The #MeToo and #TimesUp movements have demonstrated the prevalence of sexual harassment in all types of industries, including high-profile ones such as entertainment and government. While the extent of sexual harassment across trades is still being revealed, research has found certain occupations where sexual harassment is even more commonplace: among those in low-paying jobs. A survey conducted by Hart Research Associates found that 40 percent of women in the fast food industry have experienced unwanted sexual behaviors on the job.
Further research on the topic suggests that workers in tipped professions, where earnings can depend on happy customers, create environments that tolerate sexual harassment and discourage workers from reporting unwelcomed behavior from customers and colleagues. EEOC data on sexual harassment claims show that almost 37 percent of all sexual harassment charges filed with the agency come from the accommodations and restaurant industry—the largest of any industry sector. Retail, manufacturing, health care and social assistance, and the administrative and support sector round out the other five top industries with the most sexual harassment charges filed with the EEOC.
Although federal law says it is unlawful to harass a person because of that person’s sex, many state legislatures are looking to go beyond federal regulations to prevent workplace sexual harassment. In 2017, California, Illinois, Maine and Oregon passed legislation aimed at combatting sexual harassment in the workplace and addressing certain worker populations.
Maine passed HB 1016, which coordinates and enforces workforce sexual harassment training requirements and imposes violations for all employers in the state. Illinois enacted SB 402, which requires the General Assembly to adopt policies related to sexual harassment, but also created a Sexual Harassment Hotline for people in the public or private sector to report sexual harassment and find necessary resources. The hotline website provides additional information on reporting, legal assistance and counseling. California’s SB 295 directs sexual harassment training specific to farm labor contractors and their employees. Similarly, Oregon’s HB 3279 requires sexual harassment training for certain employees in the janitorial sector.
In 2016, California enacted AB 1682, which prohibits a confidentiality provision in a civil settlement agreement as it relates to sexual assault, but does not specify sexual harassment.
During the 2018 legislative sessions, at least 20 states have introduced legislation on this issue. Many states are considering prohibiting nondisclosure agreements as they pertain to sexual harassment claims. Nondisclosure agreements are designed to keep proprietary information secret; however, they have also been used to keep settlements of harassment undisclosed. Sixteen states have introduced legislation aimed at limiting or prohibiting the use of nondisclosure provisions as they relate to sexual harassment. They are Alaska, Arizona, California, Florida, Indiana, Kansas, Maryland, New York, New Jersey, Pennsylvania, Rhode Island, South Carolina, Tennessee, Vermont, Virginia and Washington.

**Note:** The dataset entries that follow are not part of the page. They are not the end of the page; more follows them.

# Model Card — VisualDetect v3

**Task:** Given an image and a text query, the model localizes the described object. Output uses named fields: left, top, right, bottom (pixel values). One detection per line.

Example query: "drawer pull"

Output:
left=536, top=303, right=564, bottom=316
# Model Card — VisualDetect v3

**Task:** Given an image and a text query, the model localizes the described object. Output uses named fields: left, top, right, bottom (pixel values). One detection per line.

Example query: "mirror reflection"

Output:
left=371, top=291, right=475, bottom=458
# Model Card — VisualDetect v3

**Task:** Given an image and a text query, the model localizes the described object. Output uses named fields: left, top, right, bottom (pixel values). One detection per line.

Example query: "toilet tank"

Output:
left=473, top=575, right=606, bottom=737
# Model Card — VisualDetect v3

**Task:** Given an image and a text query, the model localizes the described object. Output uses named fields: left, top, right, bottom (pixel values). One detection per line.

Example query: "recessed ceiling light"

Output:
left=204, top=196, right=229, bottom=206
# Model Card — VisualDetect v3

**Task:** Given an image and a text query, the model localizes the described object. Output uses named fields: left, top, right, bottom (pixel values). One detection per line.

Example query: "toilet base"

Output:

California, Connecticut, Illinois and New York introduced legislation aimed at providing training for employers and employees on sexual harassment legality, policies and remedies.
In March, Washington enacted four bills (SB 5996, SB 6068, SB 6313 and HB 2759) to address sexual harassment. Three of the bills pertain to nondisclosure agreements and employee contracts and one creates a women’s commission charged with identifying and developing policies to keep state employees safe from sexual harassment.
In April, Arizona enacted HB 2020, banning nondisclosure agreements as they relate to sexual harassment criminal proceedings. New York also banned nondisclosure agreements when it passed AB 9507 in April.
Congress has also taken interest in the topic. Among the legislation related to sexual harassment in the workplace that has been introduced is a bill by U.S. Representative Cheri Bustos (D-Ill.) and Senator Kirsten Gillibrand (D-N.Y.). The Ending Forced Arbitration of Sexual Harassment Act would make any arbitration agreement void in a sex discrimination dispute.